Complete step by step answer:
Molarity is defined as the moles of a solute in per liter of a solution. Molarity is also known as the molar concentration of a solution. Basically, the molar concentration is the measure of the concentration of solute in a solution. Molarity or molar concentration tells us how concentrated a substance is. The formula or molar concentration or molarity can be represented as:
$M = \dfrac{n}{V}$ $ - (1)$
Where, $M = $ Molarity of the solute or molar concentration of the solute in the solution
$n = $ number of moles of solute
$V = $ Volume of solution.
To find the molarity, first we need a number of moles of solute. As we know that the number of moles ($n$) can be given as:
$n = \dfrac{W}{m}$
Where, $W = $ given mass ( that is the mass of $N{a^ + }$ ion given $3 - 4g$ )
$m = $ molecular mass
As we know that the molecular mass of sodium is $23g$ and we will suppose the average given mass as $3.5g$. So, now the number of moles can be given as:
$
  n = \dfrac{{3.5}}{{23}} \\
  n = 0.15{\text{ moles}} \\
 $
Now, to find molarity the volume is given as $1litre$ (for $3 - 4g$ of solute) and the number of moles is $0.15$. Therefore, the equation $ - (1)$ becomes
$
  M = \dfrac{{0.15}}{1} \\
  M = 0.15M \\
 $
Hence the molarity of sodium ion is $0.15M$.

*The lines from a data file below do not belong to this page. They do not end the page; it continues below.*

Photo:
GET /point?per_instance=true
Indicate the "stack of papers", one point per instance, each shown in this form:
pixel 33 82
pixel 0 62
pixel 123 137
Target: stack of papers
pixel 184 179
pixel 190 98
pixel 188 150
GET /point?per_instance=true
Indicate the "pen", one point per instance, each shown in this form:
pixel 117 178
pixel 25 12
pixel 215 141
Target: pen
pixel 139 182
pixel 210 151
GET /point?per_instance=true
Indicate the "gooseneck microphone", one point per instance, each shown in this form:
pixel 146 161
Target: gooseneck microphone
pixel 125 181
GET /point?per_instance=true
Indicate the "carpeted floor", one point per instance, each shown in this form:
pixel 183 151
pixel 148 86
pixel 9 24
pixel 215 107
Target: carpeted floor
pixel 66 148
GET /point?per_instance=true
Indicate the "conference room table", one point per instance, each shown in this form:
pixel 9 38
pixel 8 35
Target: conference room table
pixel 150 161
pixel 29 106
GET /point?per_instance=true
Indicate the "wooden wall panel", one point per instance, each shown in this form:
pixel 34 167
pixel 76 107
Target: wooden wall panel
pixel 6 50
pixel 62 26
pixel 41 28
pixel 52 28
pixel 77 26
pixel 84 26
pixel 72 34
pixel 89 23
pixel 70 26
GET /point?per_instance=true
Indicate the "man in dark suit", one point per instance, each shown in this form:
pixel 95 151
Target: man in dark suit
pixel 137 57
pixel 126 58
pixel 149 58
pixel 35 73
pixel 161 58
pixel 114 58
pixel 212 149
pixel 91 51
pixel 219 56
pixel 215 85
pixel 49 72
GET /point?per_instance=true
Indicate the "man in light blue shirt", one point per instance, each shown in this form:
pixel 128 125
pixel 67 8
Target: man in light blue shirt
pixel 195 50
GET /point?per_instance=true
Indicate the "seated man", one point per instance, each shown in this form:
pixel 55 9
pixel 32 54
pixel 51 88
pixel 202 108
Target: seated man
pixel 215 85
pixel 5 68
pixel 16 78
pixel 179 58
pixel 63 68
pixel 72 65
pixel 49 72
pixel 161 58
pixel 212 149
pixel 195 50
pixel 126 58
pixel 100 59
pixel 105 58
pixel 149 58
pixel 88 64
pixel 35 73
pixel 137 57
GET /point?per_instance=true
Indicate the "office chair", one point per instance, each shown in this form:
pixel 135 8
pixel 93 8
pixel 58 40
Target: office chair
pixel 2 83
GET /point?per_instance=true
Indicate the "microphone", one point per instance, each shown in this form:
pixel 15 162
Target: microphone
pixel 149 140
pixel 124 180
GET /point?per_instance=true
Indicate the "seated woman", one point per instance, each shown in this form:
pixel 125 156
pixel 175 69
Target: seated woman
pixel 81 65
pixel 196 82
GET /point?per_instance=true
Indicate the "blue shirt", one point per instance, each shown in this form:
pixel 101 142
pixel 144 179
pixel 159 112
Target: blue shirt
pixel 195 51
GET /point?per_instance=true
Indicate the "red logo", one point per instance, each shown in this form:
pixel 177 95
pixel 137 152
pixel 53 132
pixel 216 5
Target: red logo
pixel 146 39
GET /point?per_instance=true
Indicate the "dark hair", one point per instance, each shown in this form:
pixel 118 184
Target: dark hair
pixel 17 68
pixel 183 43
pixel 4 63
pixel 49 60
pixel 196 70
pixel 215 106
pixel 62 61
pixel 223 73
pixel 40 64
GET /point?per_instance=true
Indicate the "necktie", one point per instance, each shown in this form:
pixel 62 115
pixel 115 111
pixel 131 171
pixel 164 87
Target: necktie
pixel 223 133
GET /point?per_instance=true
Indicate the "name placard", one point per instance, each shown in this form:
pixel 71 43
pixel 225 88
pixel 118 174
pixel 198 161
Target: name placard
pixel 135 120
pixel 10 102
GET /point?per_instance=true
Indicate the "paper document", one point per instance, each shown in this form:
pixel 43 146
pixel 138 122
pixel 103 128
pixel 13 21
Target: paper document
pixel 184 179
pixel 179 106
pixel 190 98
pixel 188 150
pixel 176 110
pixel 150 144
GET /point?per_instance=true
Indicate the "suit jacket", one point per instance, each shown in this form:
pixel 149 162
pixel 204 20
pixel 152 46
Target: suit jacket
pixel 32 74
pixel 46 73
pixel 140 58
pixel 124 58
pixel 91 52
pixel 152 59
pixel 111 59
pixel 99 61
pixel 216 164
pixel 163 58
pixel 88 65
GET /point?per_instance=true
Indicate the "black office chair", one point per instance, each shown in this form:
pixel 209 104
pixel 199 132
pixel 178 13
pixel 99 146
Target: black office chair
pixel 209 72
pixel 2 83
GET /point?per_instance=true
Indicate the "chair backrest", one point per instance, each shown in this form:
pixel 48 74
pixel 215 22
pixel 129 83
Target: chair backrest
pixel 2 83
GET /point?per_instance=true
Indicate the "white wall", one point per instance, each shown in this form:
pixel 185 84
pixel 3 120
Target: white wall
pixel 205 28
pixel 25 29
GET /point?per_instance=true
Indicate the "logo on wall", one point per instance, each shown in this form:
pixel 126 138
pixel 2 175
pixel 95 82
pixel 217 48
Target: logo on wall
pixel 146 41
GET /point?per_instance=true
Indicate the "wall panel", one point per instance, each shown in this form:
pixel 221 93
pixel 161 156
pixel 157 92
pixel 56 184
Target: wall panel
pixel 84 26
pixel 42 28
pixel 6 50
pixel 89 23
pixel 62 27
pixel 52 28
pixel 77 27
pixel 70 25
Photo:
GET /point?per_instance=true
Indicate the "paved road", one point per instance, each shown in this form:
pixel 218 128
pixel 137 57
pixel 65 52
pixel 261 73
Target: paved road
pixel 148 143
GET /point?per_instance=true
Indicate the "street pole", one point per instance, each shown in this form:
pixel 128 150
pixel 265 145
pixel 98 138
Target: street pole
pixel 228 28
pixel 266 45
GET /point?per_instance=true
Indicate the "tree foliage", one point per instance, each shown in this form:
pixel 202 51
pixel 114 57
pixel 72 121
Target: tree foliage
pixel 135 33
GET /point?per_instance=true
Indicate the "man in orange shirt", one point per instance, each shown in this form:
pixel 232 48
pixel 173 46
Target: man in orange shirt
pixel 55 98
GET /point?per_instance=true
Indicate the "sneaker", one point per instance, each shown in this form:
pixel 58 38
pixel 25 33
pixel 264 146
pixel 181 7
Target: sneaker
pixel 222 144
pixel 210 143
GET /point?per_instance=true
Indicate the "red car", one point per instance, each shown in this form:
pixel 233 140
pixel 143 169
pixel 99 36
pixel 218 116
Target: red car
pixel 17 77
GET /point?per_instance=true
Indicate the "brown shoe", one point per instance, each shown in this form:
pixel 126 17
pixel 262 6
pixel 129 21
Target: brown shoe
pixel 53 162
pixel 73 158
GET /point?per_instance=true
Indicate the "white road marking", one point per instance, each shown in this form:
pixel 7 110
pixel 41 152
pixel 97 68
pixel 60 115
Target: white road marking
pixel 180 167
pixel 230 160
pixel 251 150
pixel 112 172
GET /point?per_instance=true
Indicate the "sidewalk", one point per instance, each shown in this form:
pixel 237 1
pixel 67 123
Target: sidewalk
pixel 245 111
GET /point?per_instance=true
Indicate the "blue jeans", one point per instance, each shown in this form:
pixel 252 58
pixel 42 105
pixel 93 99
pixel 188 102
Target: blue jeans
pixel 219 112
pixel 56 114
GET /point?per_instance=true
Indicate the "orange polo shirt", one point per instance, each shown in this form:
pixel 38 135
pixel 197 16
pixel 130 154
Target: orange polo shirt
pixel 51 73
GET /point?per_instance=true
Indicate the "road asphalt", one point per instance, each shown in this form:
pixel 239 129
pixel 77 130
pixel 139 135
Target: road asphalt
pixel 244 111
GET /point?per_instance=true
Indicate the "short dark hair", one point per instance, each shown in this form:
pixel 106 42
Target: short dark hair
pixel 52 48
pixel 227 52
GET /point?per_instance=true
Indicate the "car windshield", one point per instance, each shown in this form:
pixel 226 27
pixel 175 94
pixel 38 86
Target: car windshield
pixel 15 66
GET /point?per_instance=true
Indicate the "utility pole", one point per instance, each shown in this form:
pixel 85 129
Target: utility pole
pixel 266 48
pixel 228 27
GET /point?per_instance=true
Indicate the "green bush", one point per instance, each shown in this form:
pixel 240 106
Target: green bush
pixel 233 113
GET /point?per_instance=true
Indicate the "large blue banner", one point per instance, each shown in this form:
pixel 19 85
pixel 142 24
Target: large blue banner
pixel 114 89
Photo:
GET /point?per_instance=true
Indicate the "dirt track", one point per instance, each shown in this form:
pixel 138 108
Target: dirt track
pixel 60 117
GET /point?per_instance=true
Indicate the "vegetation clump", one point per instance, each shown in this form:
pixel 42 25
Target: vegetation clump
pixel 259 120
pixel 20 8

Therefore, option A.) is the correct answer.

Note:
In such questions, we may confuse for finding the molarity because to find molarity we need the volume of solution but remember that $3{\text{ to }}4g{\text{ per litre}}$ is given that is for one $litre$ of solution we have $3 - 4g$ of the ions. So, we will take volume as one $litre$.